Dai modelli per lo studio dell’atmosfera alle equazioni differenziali che nelle mani di Maxwell, Boltzmann, Einstein e Schrödinder hanno permesso di formulare le leggi fondamentali della fisica e che, come ha mostrato Peter A. Markowich, in tempi recenti hanno assunto un ruolo crescente nel fornire modelli per le scienze della vita, e le scienze economiche e sociali. La «complessità della società», ha spiegato Ivar Ekeland, si presenta già in relazioni semplici come un contratto tra due parti, in cui una s’impegna ad eseguire un lavoro per l’altra. In cui ognuna sa che l’altra può mentire e barare, e cerca di mettersi in guardia contro tale eventualità. E ancora, la matematica è chiamata a svolgere un ruolo di primo piano nei campi più diversi, sia che si tratti di analisi delle immagini, di image processing, networks, e machine learning, come ha mostrato Andrea L. Bertozzi, o di affrontare le sfide quantitative e qualitative che, ha illustrato Roger Teman, sono associate alla comprensione, descrizione e previsione del tempo e delle variazioni climatiche. Tra le molte iniziative distribuite lungo l’intero anno di celebrazioni, questo convegno ha certo rappresentato uno dei momenti più significativi.

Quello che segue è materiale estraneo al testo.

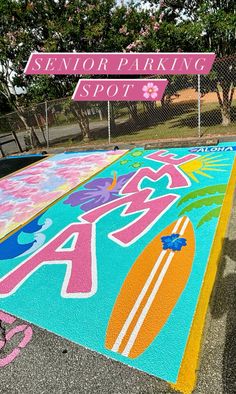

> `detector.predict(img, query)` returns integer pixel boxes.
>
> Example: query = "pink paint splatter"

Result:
[0,311,33,368]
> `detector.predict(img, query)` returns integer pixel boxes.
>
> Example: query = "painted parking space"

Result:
[0,144,235,392]
[0,151,125,239]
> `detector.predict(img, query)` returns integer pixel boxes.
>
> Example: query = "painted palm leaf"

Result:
[179,194,224,216]
[197,207,221,227]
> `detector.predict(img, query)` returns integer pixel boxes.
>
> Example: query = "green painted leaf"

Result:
[177,185,227,206]
[179,194,224,216]
[197,207,221,227]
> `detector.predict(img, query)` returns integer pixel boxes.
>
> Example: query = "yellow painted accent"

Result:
[107,171,117,190]
[180,156,228,183]
[171,159,236,394]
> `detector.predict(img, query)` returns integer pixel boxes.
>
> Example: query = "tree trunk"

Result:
[72,103,90,141]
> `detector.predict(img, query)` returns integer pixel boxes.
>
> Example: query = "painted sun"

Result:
[180,153,229,182]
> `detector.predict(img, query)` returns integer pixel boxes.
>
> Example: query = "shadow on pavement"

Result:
[210,238,236,394]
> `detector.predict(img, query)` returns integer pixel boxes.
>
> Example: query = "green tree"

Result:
[148,0,236,126]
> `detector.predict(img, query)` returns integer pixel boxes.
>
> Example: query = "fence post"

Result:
[197,74,201,138]
[45,100,49,149]
[107,101,111,144]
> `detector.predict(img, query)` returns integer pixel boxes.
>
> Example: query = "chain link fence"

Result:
[0,56,236,153]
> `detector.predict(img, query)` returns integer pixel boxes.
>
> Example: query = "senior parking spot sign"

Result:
[0,144,236,392]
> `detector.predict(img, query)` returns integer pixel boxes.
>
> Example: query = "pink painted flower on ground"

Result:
[0,202,15,214]
[21,174,45,185]
[0,179,20,193]
[9,185,37,199]
[143,82,158,99]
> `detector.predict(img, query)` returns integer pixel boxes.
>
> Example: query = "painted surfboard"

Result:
[105,216,195,358]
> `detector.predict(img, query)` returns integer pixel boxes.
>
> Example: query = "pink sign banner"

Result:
[25,52,216,75]
[72,79,168,101]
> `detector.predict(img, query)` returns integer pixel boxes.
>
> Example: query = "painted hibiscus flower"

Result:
[64,172,134,211]
[143,82,158,99]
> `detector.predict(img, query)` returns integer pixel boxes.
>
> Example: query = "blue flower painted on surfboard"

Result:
[0,215,52,260]
[161,234,187,252]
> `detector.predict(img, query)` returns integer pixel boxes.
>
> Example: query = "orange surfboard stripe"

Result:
[105,217,195,358]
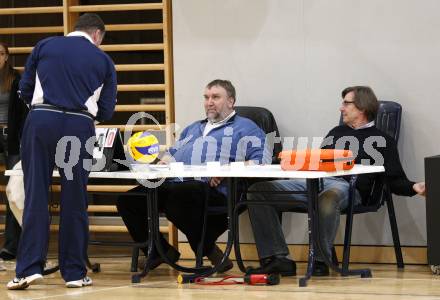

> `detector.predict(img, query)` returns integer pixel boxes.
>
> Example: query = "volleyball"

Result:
[127,131,159,164]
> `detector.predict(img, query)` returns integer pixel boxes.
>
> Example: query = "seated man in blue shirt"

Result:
[117,80,265,272]
[247,86,425,276]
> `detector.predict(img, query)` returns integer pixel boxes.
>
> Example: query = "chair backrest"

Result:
[235,106,282,163]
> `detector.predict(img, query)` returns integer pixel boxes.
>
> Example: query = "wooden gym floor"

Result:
[0,257,440,300]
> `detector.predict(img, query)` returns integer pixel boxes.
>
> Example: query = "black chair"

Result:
[196,106,282,267]
[234,101,404,276]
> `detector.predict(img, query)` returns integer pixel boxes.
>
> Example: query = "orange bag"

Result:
[279,149,354,172]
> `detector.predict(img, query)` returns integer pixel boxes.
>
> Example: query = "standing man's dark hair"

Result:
[342,86,379,122]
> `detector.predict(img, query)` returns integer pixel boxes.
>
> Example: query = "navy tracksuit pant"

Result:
[16,109,95,281]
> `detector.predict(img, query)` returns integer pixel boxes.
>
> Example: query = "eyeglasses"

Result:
[342,100,354,106]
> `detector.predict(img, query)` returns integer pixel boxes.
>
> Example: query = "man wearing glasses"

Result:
[247,86,425,276]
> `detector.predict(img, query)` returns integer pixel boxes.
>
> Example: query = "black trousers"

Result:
[0,133,21,256]
[117,180,227,256]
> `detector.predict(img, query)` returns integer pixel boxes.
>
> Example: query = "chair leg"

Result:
[386,192,405,269]
[196,216,208,268]
[130,246,139,272]
[342,212,353,276]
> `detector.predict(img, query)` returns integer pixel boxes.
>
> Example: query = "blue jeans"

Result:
[247,177,361,261]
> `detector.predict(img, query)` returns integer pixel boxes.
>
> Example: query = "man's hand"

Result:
[413,182,426,197]
[208,177,223,187]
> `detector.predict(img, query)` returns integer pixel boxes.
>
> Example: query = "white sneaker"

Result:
[66,276,93,288]
[6,274,43,290]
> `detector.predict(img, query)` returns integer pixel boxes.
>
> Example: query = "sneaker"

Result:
[207,245,234,273]
[6,274,43,290]
[66,276,93,288]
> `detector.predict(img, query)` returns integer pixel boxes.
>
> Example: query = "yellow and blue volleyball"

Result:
[127,131,159,164]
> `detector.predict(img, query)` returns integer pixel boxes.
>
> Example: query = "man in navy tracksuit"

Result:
[7,14,116,289]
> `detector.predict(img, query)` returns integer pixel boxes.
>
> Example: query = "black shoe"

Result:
[246,257,296,276]
[0,249,15,260]
[312,260,330,276]
[139,247,180,270]
[207,245,234,273]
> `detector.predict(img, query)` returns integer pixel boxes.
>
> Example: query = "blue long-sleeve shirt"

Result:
[20,31,116,121]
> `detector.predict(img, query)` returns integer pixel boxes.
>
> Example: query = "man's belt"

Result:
[31,104,95,120]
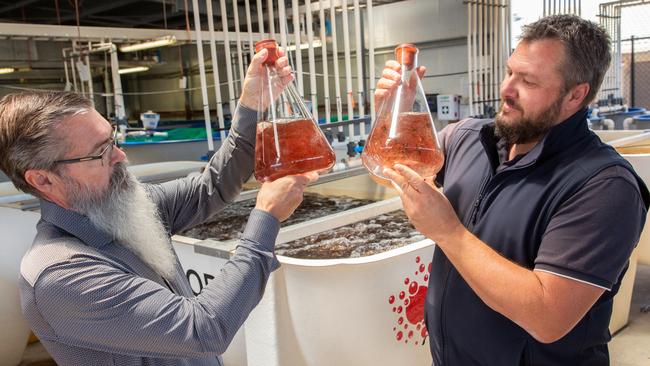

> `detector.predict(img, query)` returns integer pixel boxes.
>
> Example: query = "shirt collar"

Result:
[41,199,113,248]
[480,108,589,172]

E a buon diritto, perché la matematica ha fornito l’impronta originaria all’Istituto Tecnico Superiore, così si chiamava il Politecnico di Milano nel 1863, al momento della fondazione. Un Istituto fortemente voluto dal matematico Francesco Brioschi, uno dei protagonisti della vita scientifica e politica del nostro Paese, che ne mantenne la direzione per oltre trent’anni, fino alla morte nel 1897.
Tanto da essere scherzosamente denominato nelle cronache del tempo «l’asilo Brioschi». L’idea di fondare a Milano un istituto superiore per la formazione dei tecnici richiesti dallo sviluppo industriale della Lombardia veniva da lontano. Era stata prefigurata fin dal titolo («Il Politecnico») della rivista fondata da Carlo Cattaneo nel 1839. Ed era stata vanamente accarezzata anche dall’arciduca Massimiliano, l’ultimo viceré del Lombardo-Veneto prima che la Seconda guerra d’indipendenza spazzasse via la dominazione austriaca dalla Lombardia. All’indomani di Villafranca, il ministro dell’Istruzione del governo piemontese Gabrio Casati aveva nominato una commissione per «riordinare efficacemente gli studi universitari». Di quella commissione, oltre a Brioschi, faceva parte anche Quintino Sella. Ingegnere minerario di formazione, professore di geometria applicata nell’Istituto tecnico di Torino, come Brioschi anche Sella aveva una conoscenza diretta delle istituzioni scientifiche straniere che gli veniva dal periodo di perfezionamento trascorso a Parigi presso l’Ecole des Mines, seguito da un viaggio di studio in Germania e Inghilterra. Durante i lavori della commissione, tra i due si era stabilita una comunanza di vedute ben presto destinata a trasformarsi in una duratura amicizia. «Spesso ritorno col pensiero alle belle ore passate con voi a Torino e ai bei progetti che abbiamo formulato», scriveva Brioschi a Sella dopo che i lavori della commissione si erano conclusi.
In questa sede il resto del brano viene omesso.